Measurement Context Extraction from Text: Discovering Opportunities and Gaps in Earth Science
This work addresses the challenge of efficiently analyzing quantitative discussions in large text corpora for Earth scientists, enabling accelerated research and more efficient scientific investment, though it appears incremental as it builds on existing extraction techniques.
The authors tackled the problem of extracting measurement values, units, and related context from natural language text in Earth science, proposing Marve, a system that uses CRF and rule-based methods to achieve high-precision extractions with strong recall, as demonstrated in refining measurement requirements for NASA's HyspIRI mission.

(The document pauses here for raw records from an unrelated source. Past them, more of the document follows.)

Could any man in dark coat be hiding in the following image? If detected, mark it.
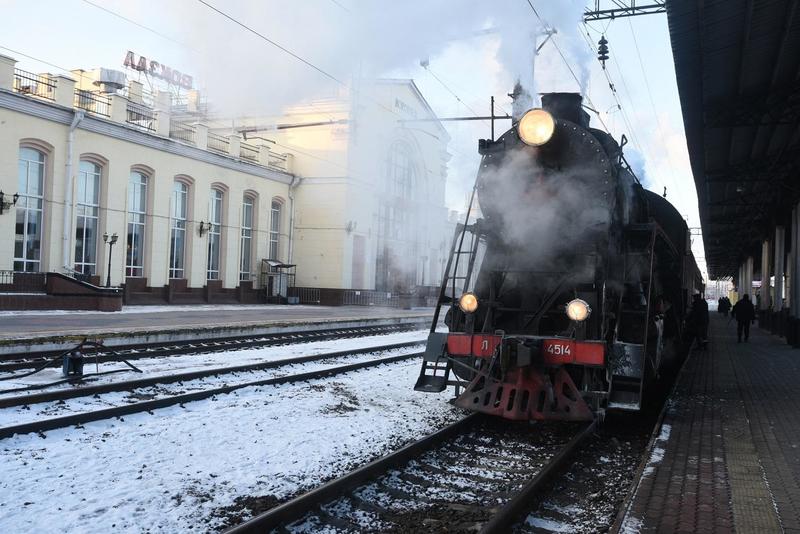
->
[719,297,731,317]
[686,293,708,350]
[731,295,756,343]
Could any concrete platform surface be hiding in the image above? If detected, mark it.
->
[620,312,800,534]
[0,304,433,350]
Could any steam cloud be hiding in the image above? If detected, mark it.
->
[162,0,591,116]
[480,149,613,276]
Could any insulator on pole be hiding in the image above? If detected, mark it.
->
[597,35,608,69]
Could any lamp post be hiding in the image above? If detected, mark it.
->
[103,232,117,287]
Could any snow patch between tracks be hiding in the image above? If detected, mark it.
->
[0,360,460,533]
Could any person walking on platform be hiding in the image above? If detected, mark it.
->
[686,293,708,350]
[731,295,756,343]
[718,297,731,317]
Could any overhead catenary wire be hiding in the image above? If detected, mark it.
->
[628,18,680,198]
[583,23,644,153]
[525,0,609,131]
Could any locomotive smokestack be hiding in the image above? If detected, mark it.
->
[508,80,533,123]
[542,93,589,128]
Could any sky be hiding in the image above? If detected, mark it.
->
[0,0,705,280]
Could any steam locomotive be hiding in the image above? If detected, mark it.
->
[415,93,702,420]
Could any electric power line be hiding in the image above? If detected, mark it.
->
[81,0,199,53]
[628,19,680,197]
[526,0,609,131]
[197,0,347,86]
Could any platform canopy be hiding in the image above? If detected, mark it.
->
[667,0,800,278]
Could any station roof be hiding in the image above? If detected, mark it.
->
[667,0,800,278]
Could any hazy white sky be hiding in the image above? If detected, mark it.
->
[0,0,705,276]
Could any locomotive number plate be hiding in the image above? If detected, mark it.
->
[545,341,572,356]
[542,339,575,364]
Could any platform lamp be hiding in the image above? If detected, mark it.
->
[103,232,117,287]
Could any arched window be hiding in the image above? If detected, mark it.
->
[169,180,189,278]
[125,171,147,277]
[386,142,416,200]
[206,189,223,280]
[75,160,102,274]
[239,194,255,280]
[269,198,283,260]
[14,147,45,272]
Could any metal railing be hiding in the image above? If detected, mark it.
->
[207,132,230,154]
[239,143,258,162]
[125,100,156,132]
[14,69,56,100]
[169,121,195,144]
[288,287,320,304]
[269,152,286,171]
[342,289,400,307]
[0,271,47,293]
[75,89,111,117]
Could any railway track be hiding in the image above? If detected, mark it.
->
[0,343,422,439]
[0,322,430,372]
[227,415,595,534]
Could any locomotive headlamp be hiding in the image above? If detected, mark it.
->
[517,109,556,146]
[458,293,478,313]
[567,299,592,323]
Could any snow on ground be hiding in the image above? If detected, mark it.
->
[0,361,461,533]
[0,329,428,398]
[0,306,433,317]
[525,516,573,532]
[0,304,320,317]
[0,345,421,427]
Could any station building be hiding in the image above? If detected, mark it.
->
[0,56,449,308]
[222,79,452,297]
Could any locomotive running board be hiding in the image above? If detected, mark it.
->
[455,367,594,421]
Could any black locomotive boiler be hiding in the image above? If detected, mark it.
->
[415,93,702,420]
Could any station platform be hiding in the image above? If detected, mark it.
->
[616,312,800,533]
[0,304,433,353]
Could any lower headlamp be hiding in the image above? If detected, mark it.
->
[567,299,592,323]
[458,293,478,313]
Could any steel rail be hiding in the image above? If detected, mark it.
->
[0,321,428,373]
[0,352,423,439]
[481,420,597,534]
[225,413,596,534]
[225,413,484,534]
[0,340,425,408]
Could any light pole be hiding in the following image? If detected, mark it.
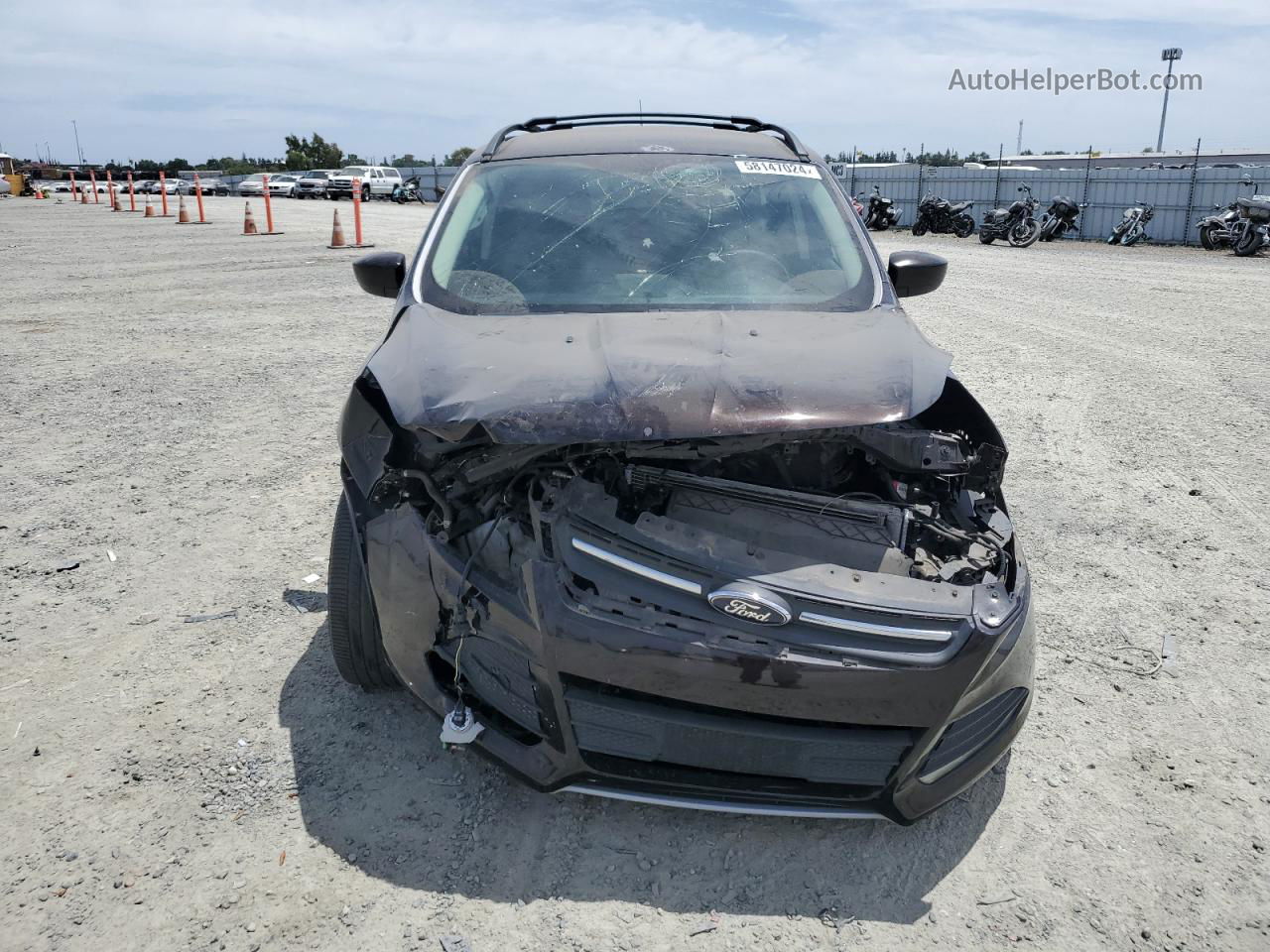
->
[1156,46,1183,153]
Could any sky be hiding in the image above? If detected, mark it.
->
[0,0,1270,163]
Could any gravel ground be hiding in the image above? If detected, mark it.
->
[0,198,1270,952]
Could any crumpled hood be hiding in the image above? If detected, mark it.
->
[367,304,950,443]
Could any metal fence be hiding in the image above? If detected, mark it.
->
[205,162,1270,244]
[829,163,1270,245]
[211,165,459,199]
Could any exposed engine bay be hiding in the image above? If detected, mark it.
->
[376,421,1011,594]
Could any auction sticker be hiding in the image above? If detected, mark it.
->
[736,159,821,178]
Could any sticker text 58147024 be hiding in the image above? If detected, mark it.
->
[736,159,821,178]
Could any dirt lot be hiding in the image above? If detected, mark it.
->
[0,198,1270,952]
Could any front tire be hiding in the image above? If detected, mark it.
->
[1010,218,1040,248]
[1234,227,1265,258]
[326,498,401,690]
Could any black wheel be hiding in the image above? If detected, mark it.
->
[326,498,401,690]
[1010,218,1040,248]
[1234,226,1265,258]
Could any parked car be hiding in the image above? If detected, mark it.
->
[327,113,1034,822]
[237,172,264,195]
[198,176,230,195]
[269,173,300,198]
[326,165,401,202]
[291,169,335,198]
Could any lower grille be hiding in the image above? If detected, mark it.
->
[566,685,913,788]
[920,688,1028,783]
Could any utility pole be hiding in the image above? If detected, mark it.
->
[1156,46,1183,154]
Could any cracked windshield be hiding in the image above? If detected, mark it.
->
[425,155,874,313]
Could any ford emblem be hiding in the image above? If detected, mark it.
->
[706,581,794,625]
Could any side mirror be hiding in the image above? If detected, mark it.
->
[353,251,405,298]
[886,251,949,298]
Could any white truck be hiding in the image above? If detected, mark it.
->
[326,165,401,202]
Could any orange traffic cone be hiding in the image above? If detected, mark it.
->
[326,208,346,248]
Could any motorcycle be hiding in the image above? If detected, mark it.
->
[1040,195,1084,241]
[1195,202,1239,251]
[1107,202,1156,248]
[1232,195,1270,258]
[913,195,974,237]
[857,185,903,231]
[390,176,425,204]
[979,185,1040,248]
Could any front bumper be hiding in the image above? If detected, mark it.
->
[355,479,1034,822]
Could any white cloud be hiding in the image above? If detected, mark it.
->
[0,0,1249,160]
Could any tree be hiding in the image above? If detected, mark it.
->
[442,146,476,165]
[285,132,344,169]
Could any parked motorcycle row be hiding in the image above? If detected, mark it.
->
[854,182,1270,258]
[856,185,1084,248]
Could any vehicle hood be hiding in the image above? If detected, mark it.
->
[367,303,950,443]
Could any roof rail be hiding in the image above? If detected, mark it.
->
[480,113,811,163]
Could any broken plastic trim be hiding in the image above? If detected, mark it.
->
[798,612,956,645]
[572,536,701,595]
[563,783,889,820]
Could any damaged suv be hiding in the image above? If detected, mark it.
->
[329,113,1034,822]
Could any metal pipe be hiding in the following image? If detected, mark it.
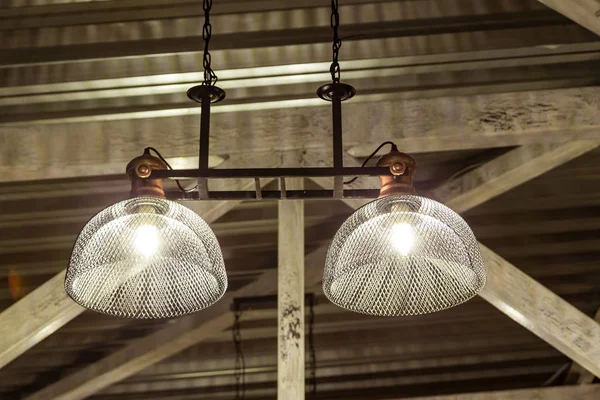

We propose Marve, a system for extracting measurement values, units, and related words from natural language text. Marve uses conditional random fields (CRF) to identify measurement values and units, followed by a rule-based system to find related entities, descriptors and modifiers within a sentence. Sentence tokens are represented by an undirected graphical model, and rules are based on part-of-speech and word dependency patterns connecting values and units to contextual words. Marve is unique in its focus on measurement context and early experimentation demonstrates Marve's ability to generate high-precision extractions with strong recall. We also discuss Marve's role in refining measurement requirements for NASA's proposed HyspIRI mission, a hyperspectral infrared imaging satellite that will study the world's ecosystems. In general, our work with HyspIRI demonstrates the value of semantic measurement extractions in characterizing quantitative discussion contained in large corpuses of natural language text. These extractions accelerate broad, cross-cutting research and expose scientists new algorithmic approaches and experimental nuances. They also facilitate identification of scientific opportunities enabled by HyspIRI leading to more efficient scientific investment and research.